MR Malvinder Singh, promoter of the Rs 150-crore Agro Dutch Industries Ltd, a leading mushroom producer and exporter, recently acquired Saptarishi Agro Industries Ltd, a mushroom unit from the Thapar group company, Global Green Ltd.

Mr Singh believes that Saptarishi has the inherent capacity to turn a profit, which has eluded it in the last one decade when various leading groups in agro business, including the Tatas, have been in control.

Focus only on mushroom business and keeping costs down, are key factors that will see Saptarishi succeed, he says. Saptarishi Agro has its plant near Chingleput, about 50 km from Chennai. Excerpts from the interview:

What are the main concerns that need to be addressed at Saptarishi?

The major areas are the raw material, energy and human resource. The raw material, paddy straw, is something that we cannot change. Trials at Punjab indicate that the output can be as good as with wheat straw. The main concern here is the energy cost, which is a little over Rs 4 per unit and unviable. So we will need to put up a captive power plant. The skilled and cost effective human resource is available, and we are training them at Agro Dutch.

Major players seem to have failed at Saptarishi. What do you think is going to be a key factor in its success?

Nothing but sole focus on mushrooms. It is a tough area to be in, and you are competing against the likes of China that has a 70 per cent share of the global market. A decade ago industry projections pegged mushroom prices at $27 per case, and they have been totally off the mark. It is now ruling around $16. Low cost is the issue.

Since the primary issue is energy cost, we are reviewing the options for a temperature control facility that will cut cost by 20-25 per cent. The ideal seems to be a coal-based power plant with coal imported from Australia or Indonesia.

Another cost factor is the packaging. Tins are expensive and need to be imported from Japan and Germany. Depending on institutional or retail packaging the cost of cans range from 20 - 25 per cent to 40 per cent of the product cost. We have a captive can manufacturing facility that is among the best in the market. It will supply to Saptarishi at market cost while quality is maintained.

When will the benefits of these efforts be seen? What can the shareholders expect?

By a conservative estimate I expect Saptarishi to turn a profit of Rs 5-6 crore per year in two years' time. Agro Dutch suffered a set back last year because of pesticide issues but this year it has recovered, and will make a profit. Its equity is Rs 14.86 crore and turnover Rs 150 crore. Saptarishi's equity is around Rs 36 crore and for now its turnover is zero. But the Agro Dutch expertise is now backing it. It is good that the shareholders have not responded in a big way to the open offer. I am confident that they will soon see the returns that have eluded them so far.

Saptarishi's is a well set up plant. We will be bringing in over Rs 5 crore. The facility just needs to be spruced up, and the racks for mushroom growing and machines refurbished. The idea is to start harvesting mushrooms in six months' time.

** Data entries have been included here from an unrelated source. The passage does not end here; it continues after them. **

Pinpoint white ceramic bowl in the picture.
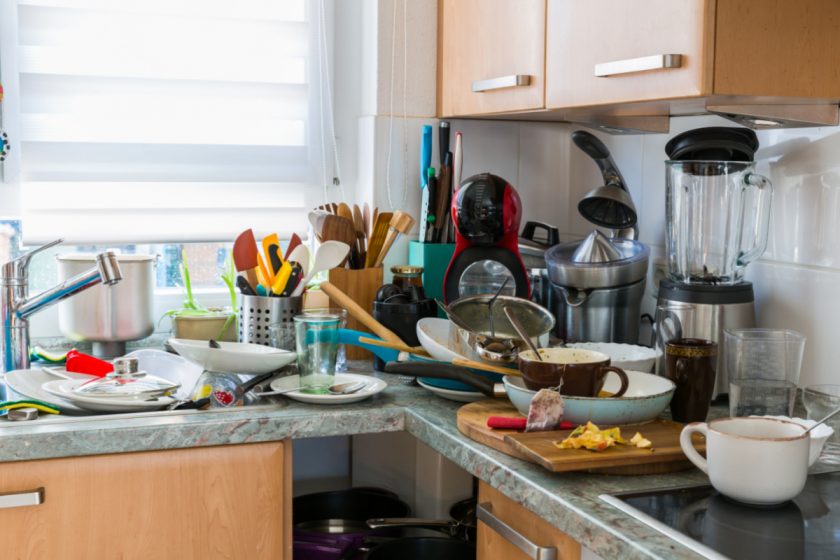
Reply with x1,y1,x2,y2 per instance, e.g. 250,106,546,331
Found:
566,342,662,373
748,415,834,467
416,317,463,362
169,338,297,375
503,370,676,427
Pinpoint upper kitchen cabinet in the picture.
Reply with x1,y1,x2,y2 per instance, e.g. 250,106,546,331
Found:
546,0,840,118
438,0,546,117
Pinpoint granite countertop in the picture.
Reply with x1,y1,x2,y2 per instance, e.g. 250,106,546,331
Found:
0,366,760,560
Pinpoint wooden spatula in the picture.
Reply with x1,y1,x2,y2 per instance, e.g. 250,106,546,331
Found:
321,215,358,267
233,229,259,290
365,210,393,268
353,204,367,267
373,210,414,267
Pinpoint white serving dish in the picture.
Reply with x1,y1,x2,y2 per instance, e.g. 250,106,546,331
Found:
169,338,297,375
271,373,388,404
416,317,463,362
417,377,487,402
4,368,91,416
502,370,676,427
566,342,662,373
759,415,834,467
43,379,175,412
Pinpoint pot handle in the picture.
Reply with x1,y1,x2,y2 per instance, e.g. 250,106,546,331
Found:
604,366,630,399
737,173,773,274
366,517,459,536
476,502,557,560
680,422,709,474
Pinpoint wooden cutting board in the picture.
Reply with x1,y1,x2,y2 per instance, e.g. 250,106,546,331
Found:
457,400,705,475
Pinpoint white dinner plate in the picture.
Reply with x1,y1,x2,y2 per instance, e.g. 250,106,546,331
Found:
417,377,482,402
168,338,297,375
271,373,388,404
43,379,175,412
5,368,90,416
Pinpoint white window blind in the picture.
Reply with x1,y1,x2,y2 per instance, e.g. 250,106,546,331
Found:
0,0,331,243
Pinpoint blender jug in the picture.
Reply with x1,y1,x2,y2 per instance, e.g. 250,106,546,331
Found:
665,161,773,284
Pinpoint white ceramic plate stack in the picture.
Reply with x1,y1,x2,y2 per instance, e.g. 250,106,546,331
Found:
169,338,297,375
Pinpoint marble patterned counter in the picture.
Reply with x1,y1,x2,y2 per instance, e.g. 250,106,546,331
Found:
0,368,744,560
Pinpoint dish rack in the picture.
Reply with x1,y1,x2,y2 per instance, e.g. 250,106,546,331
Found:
239,295,303,346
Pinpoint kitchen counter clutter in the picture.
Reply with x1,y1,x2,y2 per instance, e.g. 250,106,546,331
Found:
0,363,828,559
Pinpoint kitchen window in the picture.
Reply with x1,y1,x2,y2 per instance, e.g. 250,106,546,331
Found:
0,0,334,246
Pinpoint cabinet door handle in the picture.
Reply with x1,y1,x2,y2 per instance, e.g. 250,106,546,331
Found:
473,74,531,93
595,54,682,78
476,502,557,560
0,488,44,509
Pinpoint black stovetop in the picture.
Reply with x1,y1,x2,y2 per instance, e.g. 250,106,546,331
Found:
614,472,840,560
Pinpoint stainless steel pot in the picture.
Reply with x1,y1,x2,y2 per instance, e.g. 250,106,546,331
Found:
56,253,156,358
448,294,554,364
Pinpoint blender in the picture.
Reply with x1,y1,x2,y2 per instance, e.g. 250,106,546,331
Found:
656,127,773,398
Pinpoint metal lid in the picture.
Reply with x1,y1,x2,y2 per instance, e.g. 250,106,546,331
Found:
659,278,755,305
391,264,423,276
545,232,650,290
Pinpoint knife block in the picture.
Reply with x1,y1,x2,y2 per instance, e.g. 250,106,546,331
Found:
329,266,383,360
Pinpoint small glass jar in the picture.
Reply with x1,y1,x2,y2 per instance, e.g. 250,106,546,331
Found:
391,264,423,292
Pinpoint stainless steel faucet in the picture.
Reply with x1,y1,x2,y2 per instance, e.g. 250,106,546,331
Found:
0,239,122,371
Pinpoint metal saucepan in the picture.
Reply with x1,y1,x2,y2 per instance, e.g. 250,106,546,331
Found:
292,488,411,560
367,498,476,541
365,537,476,560
447,294,554,364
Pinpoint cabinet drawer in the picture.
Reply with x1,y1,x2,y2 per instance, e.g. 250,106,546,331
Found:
546,0,715,108
477,482,580,560
438,0,545,117
0,443,291,560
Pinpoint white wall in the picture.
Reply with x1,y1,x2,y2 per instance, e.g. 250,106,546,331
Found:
453,116,840,386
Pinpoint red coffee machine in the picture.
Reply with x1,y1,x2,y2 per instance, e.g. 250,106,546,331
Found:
443,173,531,303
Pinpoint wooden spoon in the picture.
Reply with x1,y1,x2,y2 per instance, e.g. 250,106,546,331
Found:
365,210,393,268
321,282,406,346
373,210,414,267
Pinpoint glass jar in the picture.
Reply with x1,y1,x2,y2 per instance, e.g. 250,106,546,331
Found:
391,264,423,292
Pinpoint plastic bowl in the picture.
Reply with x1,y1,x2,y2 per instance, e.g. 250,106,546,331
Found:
503,370,676,426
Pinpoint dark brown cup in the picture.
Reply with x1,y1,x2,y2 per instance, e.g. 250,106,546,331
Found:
665,338,718,422
519,348,630,397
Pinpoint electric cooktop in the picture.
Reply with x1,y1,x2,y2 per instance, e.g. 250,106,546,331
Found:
600,471,840,560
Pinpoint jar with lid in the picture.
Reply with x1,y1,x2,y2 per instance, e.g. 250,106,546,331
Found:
391,265,423,292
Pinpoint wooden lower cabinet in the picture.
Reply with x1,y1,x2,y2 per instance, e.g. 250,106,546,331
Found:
477,482,580,560
0,441,292,560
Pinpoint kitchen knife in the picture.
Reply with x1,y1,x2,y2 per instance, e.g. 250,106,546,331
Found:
283,233,302,260
236,276,257,296
266,243,283,276
438,121,449,165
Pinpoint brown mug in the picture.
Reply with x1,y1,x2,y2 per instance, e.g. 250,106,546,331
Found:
665,338,718,422
519,348,630,397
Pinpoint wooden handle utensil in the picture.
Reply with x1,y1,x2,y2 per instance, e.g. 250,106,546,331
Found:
321,282,406,346
373,210,414,266
452,358,522,377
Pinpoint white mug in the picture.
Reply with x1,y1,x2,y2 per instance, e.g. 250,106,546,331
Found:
680,418,811,505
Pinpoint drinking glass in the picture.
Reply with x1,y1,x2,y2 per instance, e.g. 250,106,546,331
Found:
295,312,341,394
303,307,347,373
723,329,805,416
802,385,840,465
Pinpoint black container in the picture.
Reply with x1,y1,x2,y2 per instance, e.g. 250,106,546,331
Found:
373,299,437,371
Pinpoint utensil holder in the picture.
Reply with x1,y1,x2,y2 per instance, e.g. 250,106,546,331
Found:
239,294,303,346
329,267,383,360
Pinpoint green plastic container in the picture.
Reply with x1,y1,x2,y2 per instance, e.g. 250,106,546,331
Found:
408,241,455,317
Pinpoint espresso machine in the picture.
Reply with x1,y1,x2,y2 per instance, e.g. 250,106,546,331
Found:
654,127,773,397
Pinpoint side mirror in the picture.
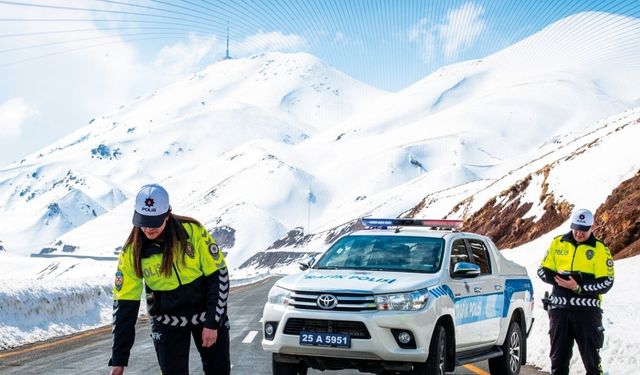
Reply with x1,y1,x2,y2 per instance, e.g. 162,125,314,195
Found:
298,257,316,271
453,262,480,277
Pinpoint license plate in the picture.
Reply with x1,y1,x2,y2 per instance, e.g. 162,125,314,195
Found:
300,332,351,348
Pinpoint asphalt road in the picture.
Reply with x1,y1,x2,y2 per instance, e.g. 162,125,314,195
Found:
0,279,547,375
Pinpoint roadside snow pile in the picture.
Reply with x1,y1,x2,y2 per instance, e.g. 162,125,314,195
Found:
0,279,113,350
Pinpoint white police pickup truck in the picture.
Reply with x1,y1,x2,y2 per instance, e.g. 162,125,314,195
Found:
262,219,533,375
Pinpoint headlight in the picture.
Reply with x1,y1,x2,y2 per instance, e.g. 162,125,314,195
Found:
376,289,429,311
267,286,291,306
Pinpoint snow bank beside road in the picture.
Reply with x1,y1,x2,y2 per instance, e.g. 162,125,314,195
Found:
0,279,113,350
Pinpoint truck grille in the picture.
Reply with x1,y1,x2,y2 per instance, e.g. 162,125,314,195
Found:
284,318,371,339
289,292,376,311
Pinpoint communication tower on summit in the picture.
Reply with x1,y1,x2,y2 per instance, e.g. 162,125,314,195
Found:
223,21,231,60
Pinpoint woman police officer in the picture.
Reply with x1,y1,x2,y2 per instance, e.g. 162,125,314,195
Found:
109,184,230,375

What are your marketing plans?

Agro Dutch has confirmed orders for six months and it is running at full capacity of 80 tonnes per day. The customers are among the world leaders in foods business such as the Unilever group. Saptarishi has a capacity to produce about 12 tonnes per day and this can easily be absorbed.

The main market for the Saptarishi plant would be Israel. Agro Dutch enjoys an 80 per cent share in this market and Saptarishi will cater to it.

For now Saptarishi cannot access the US market because of the 66 per cent anti-dumping duty imposed on it. Once we bring down the cost and establish a market, a representation can be made for the review, which can take up to 18 months.